While these institutions claim to be concerned about global
warming, they support fossil fuel projects amounting to billions
of dollars. By many gauges, the World Bank Group is the leading
financier of fossil fuels in the world. The institutions offer
only token support for renewable energy efforts.
Their Projects Often Have Disastrous Outcomes
In Chile, the IFC supported the Pangue hydroelectric dam on
the Bio-Bio river, but it failed to assess the impact that the
project would have on indigenous peoples and the environment.
The foundation that was established to support local communities
instead became an agent for their resettlement in order to make
way for a further dam. The Committee on Human Rights of the American
Anthropological Association concluded that there were "numerous
violations of human rights [and] environmental values." Similarly,
the IFC is currently supporting a Canadian mining corporation
in the Kyrgyz Republic. Transporting chemicals to and from the
mine has led to three toxic spills in the last two years, the
first of which spilled about two tons of cyanide into the Barskoon
River. The river is not only a source of drinking water and irrigation
for local communities, but is also upstream from the country's
largest lake and biggest tourist attraction. The mining company
took almost four hours to notify health authorities about the
spill. Approximately 2,600 people were treated and more than 1,000
of them were hospitalized.
They Reject the Public's Right to Information
If the way the IFC and MIGA are spending money is not sufficiently
outrageous, their denial of basic information to project-affected
communities is further evidence of their unaccountable nature.

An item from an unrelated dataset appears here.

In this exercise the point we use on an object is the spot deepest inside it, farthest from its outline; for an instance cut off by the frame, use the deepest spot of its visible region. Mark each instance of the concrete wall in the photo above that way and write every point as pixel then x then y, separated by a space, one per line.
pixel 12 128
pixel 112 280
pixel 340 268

In the case of the Pangue Dam cited above, a Bank-financed independent
inspector's report was so damaging that it was censored by the
IFC. A subsequent report, authorized by the IFC, was also suppressed
and the author was threatened with legal action if he disclosed
his findings. Similarly, even after the three toxic spills at
the Kyrgyz mine, the IFC refuses to release the "Emergency
Spill Response Plan" to local communities. They claim it
is a matter of business confidentiality!
IFC and MIGA hide behind information policies that are an
insult to those who believe that public institutions should be
accountable to the public. They violate U.S. law by failing to
make environmental information available at a sufficiently early
stage in the project cycle. Reports used by the Board of Directors
to judge the merit of a particular project are deemed confidential.
Following Board approval, there are no requirements to release
any information about the impacts of a project. Environmental
and social monitoring reports, emergency response plans, and evaluations
are routinely denied to the public.
Time to Take Action!
While IMF and World Bank structural adjustment policies force
an end to subsidies for the most basic goods used by the most
impoverished people around the world, the IFC continues to offer
generous subsidies to huge transnational corporations so they
can make profits in middle-income countries. They also offer insurance
to corporations against the possibility of governments one day
instituting more assertive economic policies (such as nationalization).
Our public institutions should serve higher interests than
guaranteeing private profits, particularly when the fate of the
most impoverished countries is concerned.